И самое плохое, что коллеги и на меня поглядывают искоса. Спросить — никто ничего не спросил, а мне было противно оправдываться за их догадки и домыслы. Тему вчерашней ночи все обошли, сделали вид, что ничего не случилось. И это заставило меня еще сильнее напрячься.
Переругавшись и не найдя компромисса, мы разошлись по шатрам, решив еще раз все обсудить утром. Что ж, надеюсь, сегодня Максимилиан найдет доводы для отъезда. Честно говоря, мне захотелось покинуть фьорды. И Сверра. Слишком странной была моя реакция на него.

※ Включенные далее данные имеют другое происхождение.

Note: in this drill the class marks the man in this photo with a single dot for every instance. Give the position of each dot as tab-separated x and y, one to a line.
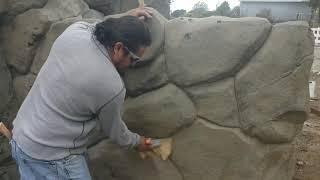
78	86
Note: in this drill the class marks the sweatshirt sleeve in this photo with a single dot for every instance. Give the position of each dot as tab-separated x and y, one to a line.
113	125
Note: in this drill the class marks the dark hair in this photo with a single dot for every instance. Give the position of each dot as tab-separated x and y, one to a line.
129	30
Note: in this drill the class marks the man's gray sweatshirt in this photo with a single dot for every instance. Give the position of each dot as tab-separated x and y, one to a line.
76	87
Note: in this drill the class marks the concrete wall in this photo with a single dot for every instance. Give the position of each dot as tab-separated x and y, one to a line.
280	11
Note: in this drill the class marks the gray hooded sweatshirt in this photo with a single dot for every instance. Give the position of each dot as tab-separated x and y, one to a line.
75	88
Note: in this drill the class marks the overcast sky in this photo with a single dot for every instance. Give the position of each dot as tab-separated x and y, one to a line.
188	4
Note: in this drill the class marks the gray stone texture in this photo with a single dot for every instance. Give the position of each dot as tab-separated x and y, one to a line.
145	78
15	7
108	161
28	29
162	6
104	6
233	93
275	83
208	152
211	48
44	48
208	100
159	113
93	14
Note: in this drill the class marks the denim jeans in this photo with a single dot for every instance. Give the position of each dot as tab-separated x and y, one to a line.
72	167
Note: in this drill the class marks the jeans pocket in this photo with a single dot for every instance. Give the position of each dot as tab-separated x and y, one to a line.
13	149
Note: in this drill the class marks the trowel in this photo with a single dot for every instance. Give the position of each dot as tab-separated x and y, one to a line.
160	148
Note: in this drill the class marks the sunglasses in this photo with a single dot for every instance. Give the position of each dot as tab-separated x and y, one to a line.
133	57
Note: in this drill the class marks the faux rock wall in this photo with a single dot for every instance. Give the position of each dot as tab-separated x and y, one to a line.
232	93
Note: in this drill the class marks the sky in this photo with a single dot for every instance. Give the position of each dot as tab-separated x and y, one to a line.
188	4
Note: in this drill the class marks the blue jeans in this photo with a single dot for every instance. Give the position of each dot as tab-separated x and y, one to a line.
72	167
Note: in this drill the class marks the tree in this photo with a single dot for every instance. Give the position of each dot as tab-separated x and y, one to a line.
235	12
178	13
223	9
201	6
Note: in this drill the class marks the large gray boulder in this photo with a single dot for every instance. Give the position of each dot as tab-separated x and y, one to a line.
211	48
28	29
162	6
104	6
43	50
159	113
272	89
145	78
232	93
92	14
5	83
209	152
16	7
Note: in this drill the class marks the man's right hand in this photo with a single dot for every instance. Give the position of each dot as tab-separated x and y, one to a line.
145	144
141	12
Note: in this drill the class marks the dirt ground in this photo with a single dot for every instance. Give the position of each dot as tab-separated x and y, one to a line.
308	150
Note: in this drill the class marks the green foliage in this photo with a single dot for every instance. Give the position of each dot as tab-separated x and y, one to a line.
202	6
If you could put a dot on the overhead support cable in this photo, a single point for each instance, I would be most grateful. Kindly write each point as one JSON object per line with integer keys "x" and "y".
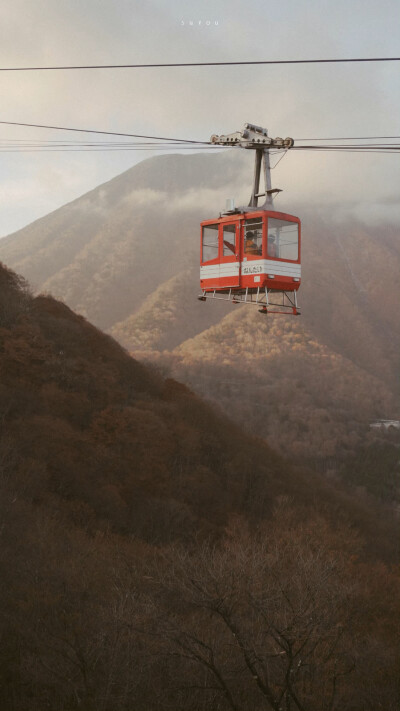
{"x": 201, "y": 64}
{"x": 106, "y": 133}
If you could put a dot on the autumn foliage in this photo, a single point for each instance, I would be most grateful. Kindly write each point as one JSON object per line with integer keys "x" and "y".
{"x": 154, "y": 556}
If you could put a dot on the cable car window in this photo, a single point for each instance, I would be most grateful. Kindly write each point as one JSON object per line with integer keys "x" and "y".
{"x": 210, "y": 242}
{"x": 253, "y": 236}
{"x": 283, "y": 239}
{"x": 228, "y": 237}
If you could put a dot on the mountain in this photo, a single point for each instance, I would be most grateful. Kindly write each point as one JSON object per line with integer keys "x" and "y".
{"x": 139, "y": 525}
{"x": 126, "y": 256}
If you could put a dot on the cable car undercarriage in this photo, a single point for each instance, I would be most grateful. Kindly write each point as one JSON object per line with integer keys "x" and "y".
{"x": 260, "y": 297}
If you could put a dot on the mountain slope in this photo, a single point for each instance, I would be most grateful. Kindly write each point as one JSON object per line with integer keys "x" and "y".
{"x": 126, "y": 256}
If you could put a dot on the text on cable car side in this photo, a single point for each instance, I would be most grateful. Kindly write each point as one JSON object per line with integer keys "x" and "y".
{"x": 252, "y": 254}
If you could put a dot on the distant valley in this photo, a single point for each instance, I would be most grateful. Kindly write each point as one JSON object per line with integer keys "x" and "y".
{"x": 126, "y": 257}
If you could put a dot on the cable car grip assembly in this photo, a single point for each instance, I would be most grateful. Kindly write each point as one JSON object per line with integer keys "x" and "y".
{"x": 251, "y": 254}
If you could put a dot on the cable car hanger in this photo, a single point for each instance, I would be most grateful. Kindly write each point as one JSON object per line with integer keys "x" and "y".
{"x": 251, "y": 254}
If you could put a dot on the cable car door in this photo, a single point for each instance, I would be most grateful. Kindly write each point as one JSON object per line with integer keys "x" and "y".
{"x": 229, "y": 268}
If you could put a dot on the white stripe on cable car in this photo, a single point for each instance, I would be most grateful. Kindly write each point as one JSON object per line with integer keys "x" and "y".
{"x": 248, "y": 268}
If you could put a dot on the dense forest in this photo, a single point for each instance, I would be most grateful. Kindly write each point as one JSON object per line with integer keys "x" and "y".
{"x": 155, "y": 556}
{"x": 309, "y": 386}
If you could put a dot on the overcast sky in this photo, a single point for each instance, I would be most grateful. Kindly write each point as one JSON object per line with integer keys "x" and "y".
{"x": 303, "y": 101}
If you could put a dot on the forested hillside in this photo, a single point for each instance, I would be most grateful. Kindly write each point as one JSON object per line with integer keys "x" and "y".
{"x": 126, "y": 256}
{"x": 155, "y": 556}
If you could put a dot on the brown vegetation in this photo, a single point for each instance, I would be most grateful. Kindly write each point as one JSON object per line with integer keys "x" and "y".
{"x": 150, "y": 558}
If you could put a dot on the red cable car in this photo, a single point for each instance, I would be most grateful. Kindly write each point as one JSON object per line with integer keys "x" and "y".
{"x": 252, "y": 254}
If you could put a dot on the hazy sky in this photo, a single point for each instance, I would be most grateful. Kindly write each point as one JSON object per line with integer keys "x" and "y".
{"x": 304, "y": 101}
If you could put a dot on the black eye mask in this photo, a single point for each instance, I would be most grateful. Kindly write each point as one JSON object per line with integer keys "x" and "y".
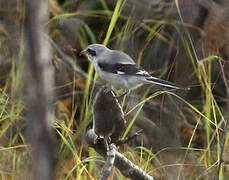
{"x": 91, "y": 52}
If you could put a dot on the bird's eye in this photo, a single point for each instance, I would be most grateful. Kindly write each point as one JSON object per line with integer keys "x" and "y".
{"x": 91, "y": 52}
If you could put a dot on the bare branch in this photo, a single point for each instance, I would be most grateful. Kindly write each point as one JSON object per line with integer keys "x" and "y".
{"x": 38, "y": 82}
{"x": 126, "y": 167}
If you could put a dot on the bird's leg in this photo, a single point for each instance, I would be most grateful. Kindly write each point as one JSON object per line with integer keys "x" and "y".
{"x": 106, "y": 139}
{"x": 123, "y": 94}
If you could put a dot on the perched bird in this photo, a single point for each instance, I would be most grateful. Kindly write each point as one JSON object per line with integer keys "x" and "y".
{"x": 119, "y": 69}
{"x": 108, "y": 116}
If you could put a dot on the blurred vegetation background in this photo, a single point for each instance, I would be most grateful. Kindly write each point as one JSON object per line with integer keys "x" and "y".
{"x": 183, "y": 41}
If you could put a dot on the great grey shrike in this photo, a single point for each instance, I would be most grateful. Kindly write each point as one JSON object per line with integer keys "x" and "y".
{"x": 119, "y": 69}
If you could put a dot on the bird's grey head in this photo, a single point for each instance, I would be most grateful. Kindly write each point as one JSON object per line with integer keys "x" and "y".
{"x": 93, "y": 51}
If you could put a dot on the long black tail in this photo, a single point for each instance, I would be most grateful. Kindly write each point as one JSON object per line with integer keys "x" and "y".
{"x": 165, "y": 83}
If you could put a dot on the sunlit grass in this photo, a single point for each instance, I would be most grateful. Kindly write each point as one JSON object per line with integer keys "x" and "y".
{"x": 75, "y": 159}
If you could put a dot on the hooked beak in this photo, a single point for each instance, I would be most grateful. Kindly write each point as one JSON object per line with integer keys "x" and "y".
{"x": 83, "y": 52}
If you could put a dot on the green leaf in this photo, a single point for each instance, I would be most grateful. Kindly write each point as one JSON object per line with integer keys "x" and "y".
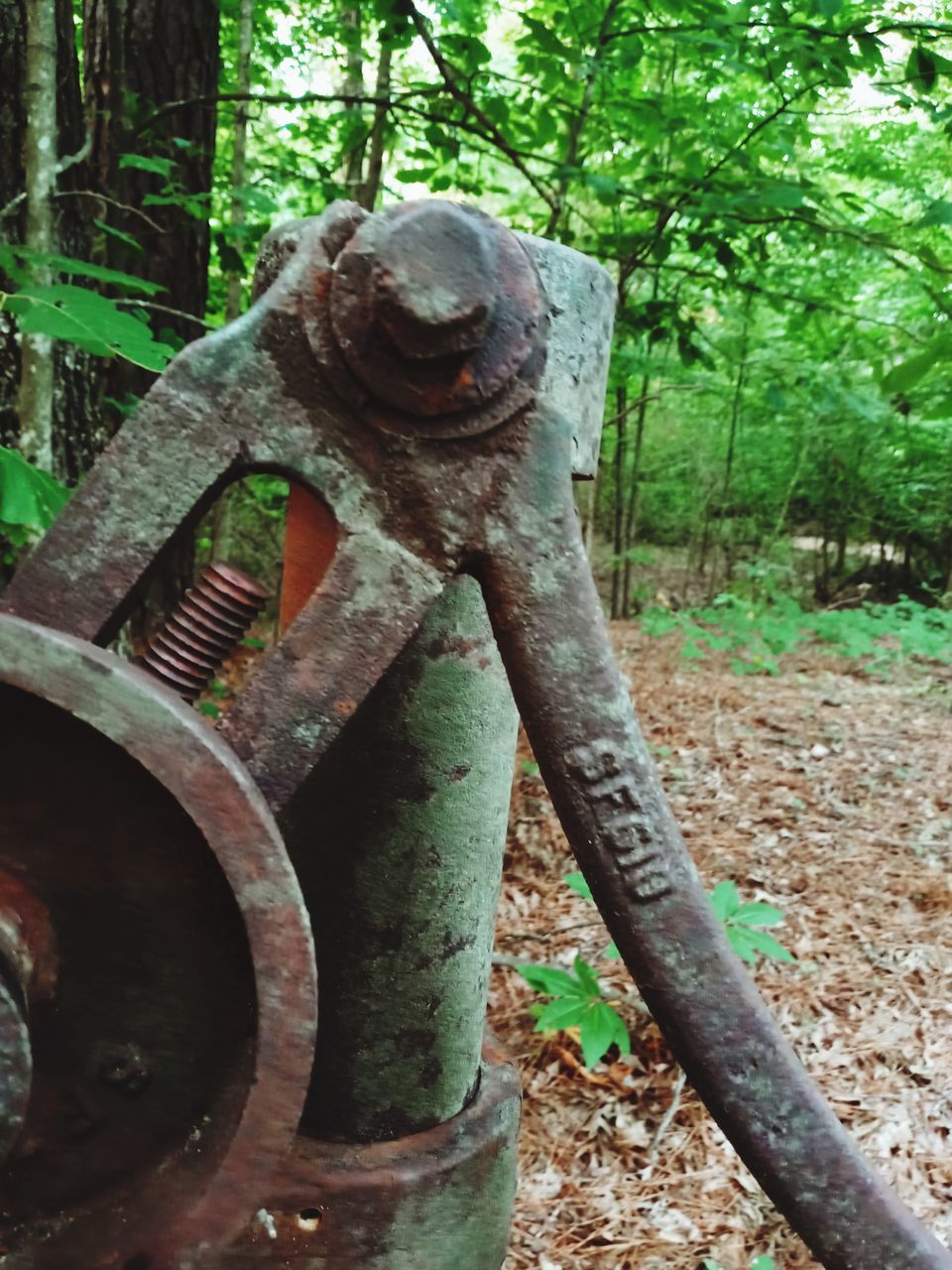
{"x": 561, "y": 1012}
{"x": 601, "y": 1029}
{"x": 28, "y": 497}
{"x": 939, "y": 212}
{"x": 576, "y": 881}
{"x": 89, "y": 320}
{"x": 725, "y": 899}
{"x": 757, "y": 915}
{"x": 549, "y": 982}
{"x": 739, "y": 942}
{"x": 921, "y": 68}
{"x": 766, "y": 944}
{"x": 907, "y": 373}
{"x": 588, "y": 979}
{"x": 783, "y": 195}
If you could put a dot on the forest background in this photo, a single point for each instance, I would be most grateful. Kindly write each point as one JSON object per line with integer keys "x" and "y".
{"x": 769, "y": 183}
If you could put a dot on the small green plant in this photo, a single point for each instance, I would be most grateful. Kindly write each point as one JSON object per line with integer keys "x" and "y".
{"x": 77, "y": 314}
{"x": 757, "y": 633}
{"x": 30, "y": 502}
{"x": 743, "y": 925}
{"x": 576, "y": 1000}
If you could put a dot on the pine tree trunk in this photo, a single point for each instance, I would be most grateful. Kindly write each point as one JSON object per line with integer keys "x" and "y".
{"x": 379, "y": 130}
{"x": 153, "y": 54}
{"x": 76, "y": 434}
{"x": 13, "y": 122}
{"x": 35, "y": 402}
{"x": 146, "y": 64}
{"x": 243, "y": 84}
{"x": 621, "y": 404}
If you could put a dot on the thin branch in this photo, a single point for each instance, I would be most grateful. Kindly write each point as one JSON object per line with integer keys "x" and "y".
{"x": 112, "y": 202}
{"x": 654, "y": 397}
{"x": 921, "y": 28}
{"x": 492, "y": 131}
{"x": 666, "y": 1119}
{"x": 188, "y": 103}
{"x": 62, "y": 166}
{"x": 132, "y": 303}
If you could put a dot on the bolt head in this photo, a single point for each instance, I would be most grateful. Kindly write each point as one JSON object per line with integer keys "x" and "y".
{"x": 435, "y": 284}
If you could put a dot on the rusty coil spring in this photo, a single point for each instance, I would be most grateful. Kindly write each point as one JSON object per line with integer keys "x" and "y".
{"x": 204, "y": 629}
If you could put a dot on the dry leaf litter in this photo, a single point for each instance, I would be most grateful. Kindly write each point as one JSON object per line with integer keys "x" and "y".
{"x": 829, "y": 795}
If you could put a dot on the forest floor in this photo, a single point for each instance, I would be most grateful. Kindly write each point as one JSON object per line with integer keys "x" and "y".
{"x": 828, "y": 794}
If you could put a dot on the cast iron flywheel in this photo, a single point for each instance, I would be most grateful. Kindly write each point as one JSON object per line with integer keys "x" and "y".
{"x": 158, "y": 994}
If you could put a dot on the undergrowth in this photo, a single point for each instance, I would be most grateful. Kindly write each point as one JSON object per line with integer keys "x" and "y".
{"x": 757, "y": 634}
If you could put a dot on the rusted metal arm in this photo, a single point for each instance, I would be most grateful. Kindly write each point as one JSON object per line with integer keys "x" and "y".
{"x": 607, "y": 794}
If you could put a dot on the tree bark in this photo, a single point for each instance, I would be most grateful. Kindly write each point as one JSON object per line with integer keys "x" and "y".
{"x": 379, "y": 128}
{"x": 621, "y": 403}
{"x": 140, "y": 56}
{"x": 40, "y": 149}
{"x": 13, "y": 123}
{"x": 76, "y": 436}
{"x": 352, "y": 28}
{"x": 243, "y": 84}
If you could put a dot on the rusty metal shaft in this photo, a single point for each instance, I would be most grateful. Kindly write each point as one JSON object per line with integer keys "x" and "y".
{"x": 606, "y": 790}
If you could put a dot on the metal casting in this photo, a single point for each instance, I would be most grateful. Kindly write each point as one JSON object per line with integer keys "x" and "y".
{"x": 433, "y": 467}
{"x": 168, "y": 966}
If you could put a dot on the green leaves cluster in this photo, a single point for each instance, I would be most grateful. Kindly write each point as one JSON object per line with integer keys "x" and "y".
{"x": 576, "y": 997}
{"x": 758, "y": 635}
{"x": 743, "y": 925}
{"x": 79, "y": 314}
{"x": 578, "y": 1002}
{"x": 30, "y": 502}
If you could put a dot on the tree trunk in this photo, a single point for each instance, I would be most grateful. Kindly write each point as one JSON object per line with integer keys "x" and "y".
{"x": 40, "y": 150}
{"x": 76, "y": 436}
{"x": 379, "y": 130}
{"x": 243, "y": 84}
{"x": 352, "y": 28}
{"x": 621, "y": 400}
{"x": 153, "y": 54}
{"x": 13, "y": 122}
{"x": 141, "y": 59}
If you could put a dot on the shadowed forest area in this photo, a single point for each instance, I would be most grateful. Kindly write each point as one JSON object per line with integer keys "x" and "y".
{"x": 770, "y": 186}
{"x": 769, "y": 183}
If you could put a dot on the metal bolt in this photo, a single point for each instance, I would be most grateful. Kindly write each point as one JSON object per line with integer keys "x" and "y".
{"x": 435, "y": 284}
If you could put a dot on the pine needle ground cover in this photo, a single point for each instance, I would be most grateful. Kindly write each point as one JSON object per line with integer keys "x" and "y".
{"x": 824, "y": 792}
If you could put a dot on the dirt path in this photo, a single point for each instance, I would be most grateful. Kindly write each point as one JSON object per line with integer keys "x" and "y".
{"x": 829, "y": 795}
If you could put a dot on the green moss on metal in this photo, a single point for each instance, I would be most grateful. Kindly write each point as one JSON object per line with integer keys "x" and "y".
{"x": 399, "y": 842}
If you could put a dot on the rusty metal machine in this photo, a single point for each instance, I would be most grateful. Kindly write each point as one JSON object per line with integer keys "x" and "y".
{"x": 173, "y": 1091}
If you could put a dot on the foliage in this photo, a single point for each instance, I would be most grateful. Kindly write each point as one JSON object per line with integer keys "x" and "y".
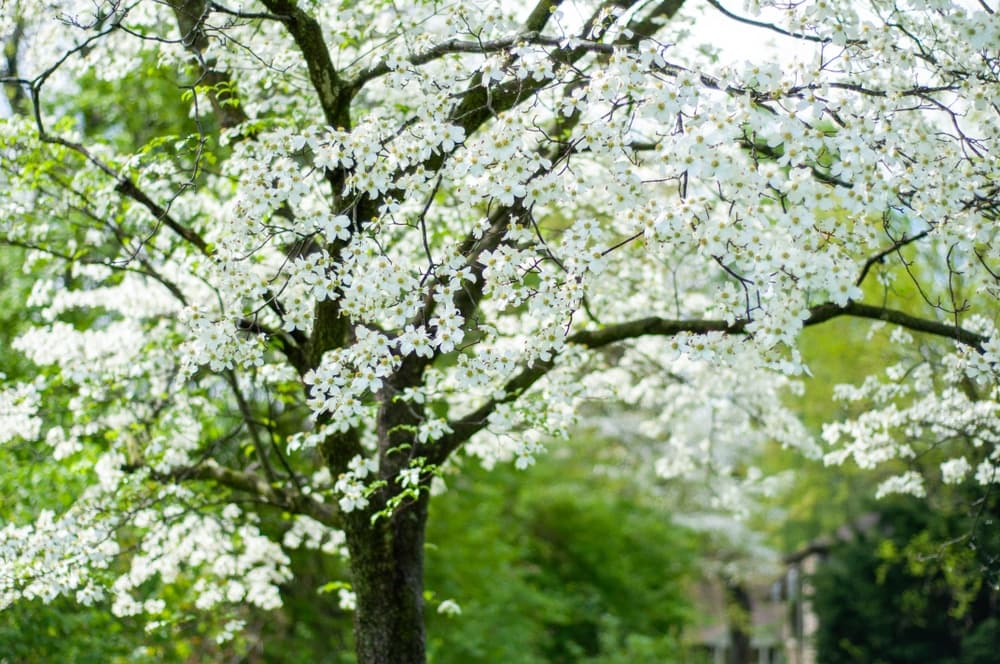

Первые лучи еще только коснулись земли, а я уже стояла возле шатра, жмурясь и осматриваясь. В центре поселения женщины уже возились у костра, мужчин не видно. Я постояла, размышляя, а потом осторожно двинулась к аборигенкам. Раз уж с мужской частью местных мне не повезло, может, удастся наладить общение с женской?
— Доброе утро! — я дружелюбно улыбнулась, приблизившись. Так, ладони открыты, тело расслабленно, смотрю в глаза… Язык тела зачастую красноречивее слов и говорит о большем. Женщины при моем появлении замерли, но смотрели с любопытством и без агрессии. Я указала на котел, который чистила одна из девушек: — Я могу помочь?
Сделала осторожный шаг и присела рядом, тронула пучок соломы, которым отчищалась посудина.
— Могу помочь?
Женщины переглянулись, прозвучали быстрые непонятные слова. И с кивком протянули мне солому.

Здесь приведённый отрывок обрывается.